Today, we’re thrilled to announce Gremlin Free, to further our mission of making the internet more reliable for everyone. Gremlin Free provides the ability to run both Shutdown and CPU attacks on your hosts or containers, controlled by a simple user interface at no cost.
The practice of Chaos Engineering has expanded, with folks across DevOps, Engineering, and SRE all discussing the what and why of thoughtfully breaking things on purpose. Netflix gave rise to the practice with Chaos Monkey, their homegrown utility to randomly shut down compute instances when Netflix first migrated to AWS, and it’s grown from there.
With the ongoing migration to microservice, serverless, and cloud environments, we believe the industry has answered “why do Chaos Engineering”, and has begun asking “how do I begin practicing Chaos Engineering” in order to significantly increase the reliability and resiliency of our systems to provide the best user experience possible.
Gremlin Free answers the how, making it easy for any engineering team to safely, simply, and securely start their journey towards greater reliability.
The Gremlin Shutdown attack allows you to shutdown or reboot one or many hosts or containers. Before configuring the attack itself, first identify the hosts that you’d like to target.

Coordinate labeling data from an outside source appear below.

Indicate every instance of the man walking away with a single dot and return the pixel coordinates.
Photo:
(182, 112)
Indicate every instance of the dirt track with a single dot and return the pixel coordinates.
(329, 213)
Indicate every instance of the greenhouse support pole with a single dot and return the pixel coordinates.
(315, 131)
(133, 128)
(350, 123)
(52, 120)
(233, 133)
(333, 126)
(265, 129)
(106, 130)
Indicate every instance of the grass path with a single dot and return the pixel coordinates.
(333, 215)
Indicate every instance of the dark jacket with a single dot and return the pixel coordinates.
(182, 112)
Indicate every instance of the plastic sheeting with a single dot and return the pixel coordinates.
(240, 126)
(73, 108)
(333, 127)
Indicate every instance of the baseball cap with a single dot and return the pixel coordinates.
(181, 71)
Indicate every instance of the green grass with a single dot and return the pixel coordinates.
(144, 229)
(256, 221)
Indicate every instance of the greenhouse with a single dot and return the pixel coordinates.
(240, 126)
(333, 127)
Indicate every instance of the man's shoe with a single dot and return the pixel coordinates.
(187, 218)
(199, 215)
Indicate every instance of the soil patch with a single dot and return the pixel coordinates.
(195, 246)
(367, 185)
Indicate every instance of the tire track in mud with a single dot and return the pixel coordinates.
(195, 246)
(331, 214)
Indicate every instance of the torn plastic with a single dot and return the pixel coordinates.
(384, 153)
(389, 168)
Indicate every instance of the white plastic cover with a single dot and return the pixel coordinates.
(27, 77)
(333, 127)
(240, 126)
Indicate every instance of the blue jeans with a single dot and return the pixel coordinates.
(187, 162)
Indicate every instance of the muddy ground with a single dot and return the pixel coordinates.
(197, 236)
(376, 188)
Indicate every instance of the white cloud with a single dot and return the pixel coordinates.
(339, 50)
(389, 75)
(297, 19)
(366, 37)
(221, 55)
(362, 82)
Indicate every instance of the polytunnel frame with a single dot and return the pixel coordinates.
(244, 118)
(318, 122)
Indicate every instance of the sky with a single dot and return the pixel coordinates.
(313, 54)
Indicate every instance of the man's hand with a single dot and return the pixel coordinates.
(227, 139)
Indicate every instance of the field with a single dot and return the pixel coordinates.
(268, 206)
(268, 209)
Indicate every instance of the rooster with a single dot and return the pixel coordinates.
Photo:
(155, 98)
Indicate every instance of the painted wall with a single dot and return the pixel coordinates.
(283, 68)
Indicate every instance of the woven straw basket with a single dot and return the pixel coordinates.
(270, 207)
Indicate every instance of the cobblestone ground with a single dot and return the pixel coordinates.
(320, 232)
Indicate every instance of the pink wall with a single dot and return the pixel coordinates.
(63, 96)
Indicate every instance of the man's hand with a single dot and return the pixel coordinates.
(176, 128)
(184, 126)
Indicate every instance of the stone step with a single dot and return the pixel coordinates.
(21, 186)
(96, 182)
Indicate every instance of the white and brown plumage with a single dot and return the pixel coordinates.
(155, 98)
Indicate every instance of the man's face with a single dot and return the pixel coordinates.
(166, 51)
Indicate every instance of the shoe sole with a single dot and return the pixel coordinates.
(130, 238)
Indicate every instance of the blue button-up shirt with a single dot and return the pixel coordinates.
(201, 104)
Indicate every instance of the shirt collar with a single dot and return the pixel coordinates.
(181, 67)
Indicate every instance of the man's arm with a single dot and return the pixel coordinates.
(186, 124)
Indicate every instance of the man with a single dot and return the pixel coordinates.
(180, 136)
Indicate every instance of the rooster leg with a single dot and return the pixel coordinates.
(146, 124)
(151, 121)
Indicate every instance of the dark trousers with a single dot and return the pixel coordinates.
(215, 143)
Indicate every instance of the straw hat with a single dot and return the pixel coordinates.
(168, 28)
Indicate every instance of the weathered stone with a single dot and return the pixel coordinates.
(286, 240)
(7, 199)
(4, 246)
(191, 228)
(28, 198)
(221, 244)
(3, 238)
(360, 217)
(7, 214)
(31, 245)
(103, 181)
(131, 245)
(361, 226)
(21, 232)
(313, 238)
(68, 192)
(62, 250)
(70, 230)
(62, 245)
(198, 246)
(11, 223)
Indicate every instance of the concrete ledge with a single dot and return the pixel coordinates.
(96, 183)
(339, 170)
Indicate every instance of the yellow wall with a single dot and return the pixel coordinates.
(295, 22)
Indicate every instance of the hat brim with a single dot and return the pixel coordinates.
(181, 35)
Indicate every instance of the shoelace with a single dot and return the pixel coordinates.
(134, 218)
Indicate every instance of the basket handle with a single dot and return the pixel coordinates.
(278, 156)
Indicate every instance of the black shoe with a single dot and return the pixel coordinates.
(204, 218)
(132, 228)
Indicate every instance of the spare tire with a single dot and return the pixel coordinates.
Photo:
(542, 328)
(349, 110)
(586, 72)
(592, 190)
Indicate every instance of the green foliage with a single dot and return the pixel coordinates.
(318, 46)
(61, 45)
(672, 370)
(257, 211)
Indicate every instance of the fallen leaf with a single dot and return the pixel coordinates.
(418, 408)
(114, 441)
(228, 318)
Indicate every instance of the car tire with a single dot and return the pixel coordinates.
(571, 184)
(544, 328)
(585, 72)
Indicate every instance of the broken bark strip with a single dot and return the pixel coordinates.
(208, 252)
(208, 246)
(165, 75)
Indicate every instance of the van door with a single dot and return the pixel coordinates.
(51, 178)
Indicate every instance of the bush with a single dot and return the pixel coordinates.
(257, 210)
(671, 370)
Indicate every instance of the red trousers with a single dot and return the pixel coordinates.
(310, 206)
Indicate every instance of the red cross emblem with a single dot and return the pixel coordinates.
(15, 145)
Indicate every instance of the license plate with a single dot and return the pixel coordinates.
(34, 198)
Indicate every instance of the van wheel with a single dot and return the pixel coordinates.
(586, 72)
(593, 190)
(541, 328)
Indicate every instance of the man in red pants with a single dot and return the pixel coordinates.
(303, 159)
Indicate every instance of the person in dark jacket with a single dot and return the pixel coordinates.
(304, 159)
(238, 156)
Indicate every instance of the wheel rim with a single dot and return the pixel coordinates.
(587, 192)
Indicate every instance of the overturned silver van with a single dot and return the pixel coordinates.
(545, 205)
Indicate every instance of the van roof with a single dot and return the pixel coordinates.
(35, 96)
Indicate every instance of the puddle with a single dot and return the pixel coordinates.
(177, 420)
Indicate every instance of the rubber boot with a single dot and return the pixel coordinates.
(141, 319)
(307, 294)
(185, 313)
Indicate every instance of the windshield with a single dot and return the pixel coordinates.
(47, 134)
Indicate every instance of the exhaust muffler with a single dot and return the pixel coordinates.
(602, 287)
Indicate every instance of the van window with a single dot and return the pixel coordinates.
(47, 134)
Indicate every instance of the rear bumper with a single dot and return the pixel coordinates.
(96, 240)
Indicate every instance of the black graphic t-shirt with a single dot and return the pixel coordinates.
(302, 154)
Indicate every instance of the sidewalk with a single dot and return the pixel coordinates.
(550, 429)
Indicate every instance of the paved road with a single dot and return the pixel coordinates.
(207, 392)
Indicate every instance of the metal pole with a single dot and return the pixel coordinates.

Either select a set of specific hosts or choose to impact a random number of tagged hosts. While random, you configure the number or percentage of hosts to impact. Then set the delay before the attack starts along with whether or not you’d like the host to reboot.
Finally, you can specify whether you’d like the attack to start right away or run on a schedule. In the screenshot, the attack will run randomly, within a specific window of time. This functionality offers a great opportunity to train team members who are new to your on-call rotation, and to ensure your runbooks are up to date.
Curious how your autoscaled instances behave when their CPUs are consumed? Simply target the instances, select how many cores to consume and for how long, and using your favorite monitoring tool, watch the CPU consumption increase along with the number of instances in place to handle your traffic.
After running your first attacks and observing the effects on your end user experience, your team can get busy fixing any critical issues that may have been exposed. Once fixes are in place, simply re-run the same attacks to verify your newfound reliability.
Along with Shutdown and CPU attacks, Gremlin Free delivers Failure-as-a-Service to provide you with full control at all times with an intuitive UI, CLI, & API. Quickly halt and revert all attacks at the click of a button, returning your hosts to a healthy state. Rest assured that if the Gremlin client ever loses communication with our control plane, all attacks will be halted and reverted.
Downtime is expensive and it's critical to be proactive to prevent it. Gartner cites average per-company figures at $5,600 per minute (roughly $300,000 per hour), and for top eCommerce websites, that figure can be millions per hour. Our team is made up of engineers and on-call leaders from Amazon, Netflix, Google, and Dropbox, who have developed Gremlin Free to enable your team to better understand their systems and identify weaknesses before they cause outages and impact customers.
Sign up for Gremlin Free to get started with Chaos Engineering. If you have any questions, check out our documentation, our Shutdown Experiment Pack, or get in touch on the Chaos Engineering #support channel.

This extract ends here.